The TMO is committed to the long term improvement and development of the environment on our estate.

We are looking to do this via several strategies:

1. Maintenance of the pavements and brick work
2. Change the way we did our gardening to create a more nature friendly estate
3. Careful development of the open spaces
4. Development of a tree strategy plan

1. Maintenance of the pavements and brick work

This is becoming a huge task on the estate for a number of reasons:

- The estate is built on London clay and after a number of dry years we are experiencing problems with subsidence (not our homes)
- The high number of trees on the estate. When the estate was first built we had more trees than homes, in 2005 we had the same number of trees as homes, recent developments have lowered this a little further. Most of these are inappropriate in an estate setting like ours, so roots are now starting to cause problems.
- Where we know external work is being done we will work with developers and the council to try and get improvements done.

2. Change in gardening practices

- Last year we decided to revitalise our raised beds by removing most of the plants, top up the soil levels while adding more nutrients to the soil and put in new plants.
- The new plantings had to achieve two key criteria, be aesthetically pleasing and be wild life friendly.
- New grass cutting regime, allowing grass to grow a little taller allowing some of the plants to come through. As a result the grassed areas do not look so sterile and encourage a greater diversity in wild life. There were also practical reasons for this as it allows the gardener to work on the raised beds and deal with other issues.
- We have already seen a greater diversity in the number of birds we are seeing on the estate.

One of our more exotic visitors.

3. Careful development of open areas

This has been one of the more controversial areas of our work. Overall it has been successful to date, and has attracted a lot of good comments from off the estate. Including neighbouring estates, we have had visitors from other boroughs and the last two years have played host to housing students from Lewisham College. Over all it gives a strong positive message on what TMOs can achieve.

It has not been so popular with some of our residents. One tenant commented that the community garden ‘would fit in well if it was in Kensington, but not on a council estate off the Old Kent Road.’
Some would rather the old play areas were left in place.

However, beside being more aesthetically pleasing and trying to bring our open spaces into better use, these developments also help us to protect the open spaces we have. For a number of years there has been increasing pressure on the local council to find space for new builds, and with the current government (2011) pushing for councils to identify land for the development of homes it becomes more important that we make positive use of the open spaces we have before we lose them.

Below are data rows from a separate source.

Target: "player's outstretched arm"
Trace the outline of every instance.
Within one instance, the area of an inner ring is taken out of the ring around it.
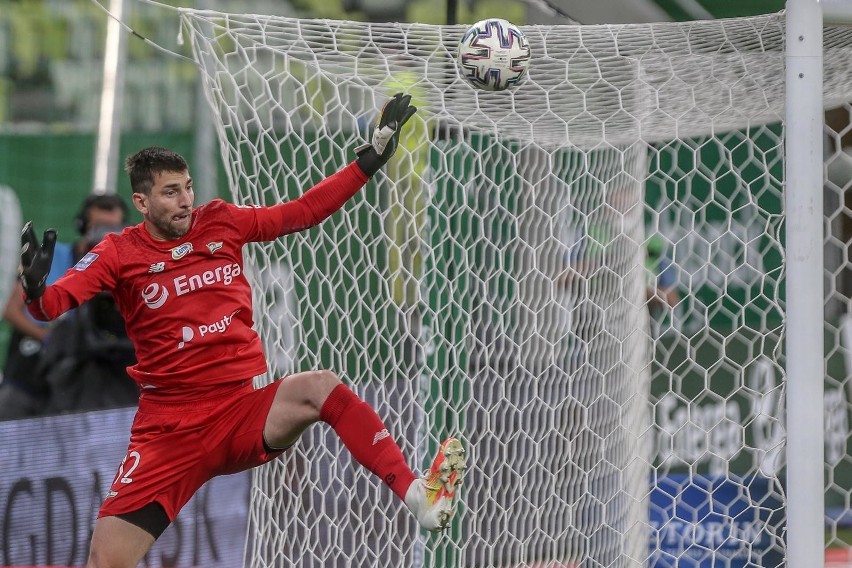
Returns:
[[[24,288],[24,297],[29,304],[44,294],[50,265],[53,264],[53,249],[56,246],[56,231],[47,229],[41,245],[36,239],[32,221],[27,221],[21,232],[21,272],[19,278]]]
[[[355,148],[356,162],[365,174],[372,177],[391,159],[399,145],[402,127],[415,112],[417,107],[411,105],[411,95],[397,93],[385,103],[370,143]]]
[[[397,93],[385,106],[376,122],[369,144],[355,148],[358,157],[351,164],[330,175],[299,198],[279,203],[268,209],[268,222],[257,223],[258,233],[251,241],[267,241],[282,235],[314,227],[343,207],[346,201],[364,187],[370,177],[384,166],[399,145],[402,127],[414,116],[411,97]],[[254,210],[251,215],[259,214]]]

Councillor Poddy Clark and Chair, George Arkless by the community garden

4. Development of a tree strategy plan

As mentioned earlier trees are a major problem on the estate. This said the intention is not to just rip up all the trees on the estate.

A number of the trees need to be removed for safety reasons. Most of our grass areas are covering building rubble from when the estate was built. As a result some now have their roots exposed and are becoming unstable. Where many trees have been built close together there is evidence that the trees are competing with each other for water and have not been allowed to grow naturally.

So the first part of the plan would be to reduce the number of trees based on safety issues, and to identify which trees could be saved and allowed to grow more naturally with a better maintenance schedule.
While some trees will be replaced with more appropriate choices there is no intention to replace them all. We are also considering more hedging and bushes to encourage the diversity in wild life.

Just a few of our many trees

Other Issues

While the estate has no through roads, we do see a lot of foot traffic, and sadly some people do not see a problem with dropping a large amount of litter as they pass through our estate.

This is made worse by residents who refuse to put their rubbish out on the correct day, in the correct manner or use their rubbish keeps. While we continue to work on these issues it does mean that two particular species of wild life see our estate as 24/7 eatery, namely rats and mice.

Another problem is the number of dog owners who do not see a problem with letting their dogs poop on our land without picking up after them. In this case it seems to be from visitors from surrounding estates, including the private estates.